Une telle appréciation semble assez surprenante alors qu’en principe, l’employeur n’a aucune obligation de se manifester auprès du salarié après un arrêt de travail, cette obligation pesant exclusivement sur le salarié. Il a d’ailleurs été retenu à cet égard qu’imposer à l’employeur de prendre l’initiative lors de l’absence d’un salarié et de s’enquérir du caractère justifié ou non de cette absence irait à l’encontre du sens et de la lettre de l’article L. 121-6 (1) et (2) du Code du travail qui impose des obligations précises au salarié en matière d’incapacité de travail et non à l’employeur. [6]
La Cour a néanmoins retenu qu’en l’espèce l’attitude passive du salarié, qui ne s’est pas manifesté auprès de l’employeur à la fin de son congé de maladie, n’est pas de nature, eu égard aux circonstances et au désintérêt manifeste de l’employeur, à constituer une faute grave dans son chef justifiant un licenciement avec effet immédiat.
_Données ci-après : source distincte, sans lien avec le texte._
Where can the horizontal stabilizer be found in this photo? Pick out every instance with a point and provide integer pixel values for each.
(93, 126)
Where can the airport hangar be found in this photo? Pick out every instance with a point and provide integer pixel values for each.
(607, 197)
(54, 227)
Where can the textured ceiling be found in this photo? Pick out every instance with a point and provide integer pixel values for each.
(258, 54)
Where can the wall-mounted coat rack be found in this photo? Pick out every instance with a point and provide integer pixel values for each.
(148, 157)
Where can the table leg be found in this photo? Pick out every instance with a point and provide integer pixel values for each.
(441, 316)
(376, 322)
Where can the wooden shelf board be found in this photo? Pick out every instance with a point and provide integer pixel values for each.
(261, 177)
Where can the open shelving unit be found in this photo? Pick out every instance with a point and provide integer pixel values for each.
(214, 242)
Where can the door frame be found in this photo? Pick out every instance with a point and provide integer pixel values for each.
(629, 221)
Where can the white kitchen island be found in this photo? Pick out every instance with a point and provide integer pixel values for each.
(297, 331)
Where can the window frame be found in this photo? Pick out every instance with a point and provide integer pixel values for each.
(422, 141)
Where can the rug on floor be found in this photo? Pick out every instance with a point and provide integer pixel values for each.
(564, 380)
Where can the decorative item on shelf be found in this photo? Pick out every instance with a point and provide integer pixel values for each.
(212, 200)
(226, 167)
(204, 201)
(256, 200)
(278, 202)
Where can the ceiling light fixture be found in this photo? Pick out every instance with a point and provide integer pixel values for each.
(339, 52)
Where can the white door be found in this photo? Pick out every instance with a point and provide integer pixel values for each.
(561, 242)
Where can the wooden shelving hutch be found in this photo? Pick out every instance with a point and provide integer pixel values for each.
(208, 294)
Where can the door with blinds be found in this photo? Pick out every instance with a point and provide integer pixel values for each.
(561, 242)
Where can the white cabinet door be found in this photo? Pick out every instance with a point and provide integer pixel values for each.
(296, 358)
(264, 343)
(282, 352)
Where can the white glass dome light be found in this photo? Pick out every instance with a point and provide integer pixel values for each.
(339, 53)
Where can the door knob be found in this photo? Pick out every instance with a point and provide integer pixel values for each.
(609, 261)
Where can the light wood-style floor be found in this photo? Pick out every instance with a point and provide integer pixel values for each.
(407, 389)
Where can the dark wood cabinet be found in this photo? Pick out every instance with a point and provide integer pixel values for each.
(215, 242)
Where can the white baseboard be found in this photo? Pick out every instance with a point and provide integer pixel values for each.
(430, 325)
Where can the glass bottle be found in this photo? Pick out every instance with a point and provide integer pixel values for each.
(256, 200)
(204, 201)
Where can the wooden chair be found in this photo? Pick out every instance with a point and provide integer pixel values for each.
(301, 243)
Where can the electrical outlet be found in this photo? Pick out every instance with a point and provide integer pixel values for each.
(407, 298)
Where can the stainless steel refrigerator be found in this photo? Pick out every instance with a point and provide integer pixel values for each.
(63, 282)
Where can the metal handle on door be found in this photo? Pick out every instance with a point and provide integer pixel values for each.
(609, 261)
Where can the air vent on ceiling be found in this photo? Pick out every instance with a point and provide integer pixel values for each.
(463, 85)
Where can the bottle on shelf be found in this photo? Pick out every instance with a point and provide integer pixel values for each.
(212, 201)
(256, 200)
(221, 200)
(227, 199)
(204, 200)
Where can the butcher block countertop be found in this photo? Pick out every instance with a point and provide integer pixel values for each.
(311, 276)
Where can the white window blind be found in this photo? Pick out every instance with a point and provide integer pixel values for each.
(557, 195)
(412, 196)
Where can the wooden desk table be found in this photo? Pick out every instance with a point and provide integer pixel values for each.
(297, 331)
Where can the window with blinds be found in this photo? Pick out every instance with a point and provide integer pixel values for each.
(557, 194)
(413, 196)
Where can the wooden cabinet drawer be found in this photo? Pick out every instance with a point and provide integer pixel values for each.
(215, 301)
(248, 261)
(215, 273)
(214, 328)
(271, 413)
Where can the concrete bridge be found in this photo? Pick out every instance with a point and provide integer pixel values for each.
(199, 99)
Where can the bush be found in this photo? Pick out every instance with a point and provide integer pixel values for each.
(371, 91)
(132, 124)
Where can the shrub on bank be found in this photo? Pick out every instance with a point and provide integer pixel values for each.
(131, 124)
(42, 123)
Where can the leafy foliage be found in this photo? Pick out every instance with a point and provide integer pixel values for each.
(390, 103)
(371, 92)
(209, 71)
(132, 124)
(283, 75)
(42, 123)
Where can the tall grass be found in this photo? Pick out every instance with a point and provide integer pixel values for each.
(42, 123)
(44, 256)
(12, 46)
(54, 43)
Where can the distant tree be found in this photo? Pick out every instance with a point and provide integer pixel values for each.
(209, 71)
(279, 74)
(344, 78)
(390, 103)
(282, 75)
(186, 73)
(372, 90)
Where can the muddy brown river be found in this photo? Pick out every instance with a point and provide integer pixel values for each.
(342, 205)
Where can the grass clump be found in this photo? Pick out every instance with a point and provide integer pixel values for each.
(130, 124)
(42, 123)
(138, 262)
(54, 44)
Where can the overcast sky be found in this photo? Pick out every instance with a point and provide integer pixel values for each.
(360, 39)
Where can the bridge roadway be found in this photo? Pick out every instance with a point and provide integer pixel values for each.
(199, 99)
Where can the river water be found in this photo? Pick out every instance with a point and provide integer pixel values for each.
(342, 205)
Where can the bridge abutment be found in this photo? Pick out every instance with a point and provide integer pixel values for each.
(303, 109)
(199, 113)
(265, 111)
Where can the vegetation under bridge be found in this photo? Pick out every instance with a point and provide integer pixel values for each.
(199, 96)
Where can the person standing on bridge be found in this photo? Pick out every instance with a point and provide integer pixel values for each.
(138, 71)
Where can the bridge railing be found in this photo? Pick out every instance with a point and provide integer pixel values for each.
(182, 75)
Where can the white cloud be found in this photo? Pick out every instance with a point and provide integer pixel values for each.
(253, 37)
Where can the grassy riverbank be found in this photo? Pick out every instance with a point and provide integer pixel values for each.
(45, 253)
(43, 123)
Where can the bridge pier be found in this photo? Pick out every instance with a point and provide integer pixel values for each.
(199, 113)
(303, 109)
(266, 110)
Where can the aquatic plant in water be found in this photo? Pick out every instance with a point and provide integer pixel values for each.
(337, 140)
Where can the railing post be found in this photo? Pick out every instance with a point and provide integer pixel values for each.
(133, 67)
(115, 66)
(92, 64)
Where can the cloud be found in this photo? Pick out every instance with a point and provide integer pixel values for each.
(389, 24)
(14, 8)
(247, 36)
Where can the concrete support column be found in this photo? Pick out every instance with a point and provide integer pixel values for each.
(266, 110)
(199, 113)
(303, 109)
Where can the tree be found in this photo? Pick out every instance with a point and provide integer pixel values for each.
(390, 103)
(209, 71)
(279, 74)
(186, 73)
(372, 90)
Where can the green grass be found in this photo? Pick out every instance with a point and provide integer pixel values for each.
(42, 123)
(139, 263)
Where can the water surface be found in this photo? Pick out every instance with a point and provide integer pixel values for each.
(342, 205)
En conclusion: S’il s’agit ici probablement d’une appréciation particulière de la Cour en raison des circonstances de fait ayant entouré le licenciement, il n’en demeure pas moins qu’il est recommandé aux employeurs d’être particulièrement vigilants lors de la reprise du travail d’un salarié en télétravail.
À cet égard, la généralisation du télétravail, qui vient d’ailleurs de se manifester par la signature de la nouvelle convention conclue entre l’UEL, l’OGBL et le LCGB en date du 20 octobre 2020, nécessitera une vigilance particulière des employeurs.
Cour d’appel, 29 octobre 2020, n°CAL-2018-00421 du rôle
Écrit par Me Noémie Haller - Avocat à la Cour, Counsel - CASTEGNARO-Ius Laboris Luxembourg
[1] Cour d’appel, 5 mars 2020, n°CAL-2019-00684 du rôle; Cour d’appel, 11 octobre 2018, n°43116 du rôle.
[2] Cour d’appel, 5 mars 2020, n°CAL-2019-00684 du rôle; Cour d’appel, 11 octobre 2018, n°43116 du rôle; Cour d’appel, 16 février 2012, n°35554 et 37536 du rôle.
[3] Caisse Nationale de Santé.
[4] Cour d’appel, 16 février 2012, n°35554 et 37536 du rôle.
[5] Cour d’appel, 6 octobre 2005, n°28913 du rôle; Cour d’appel, 2 mai 2013. N°38860 et 38950 du rôle.
[6] Cour d’appel, 16 février 2012, n°35554 et 37536 du rôle.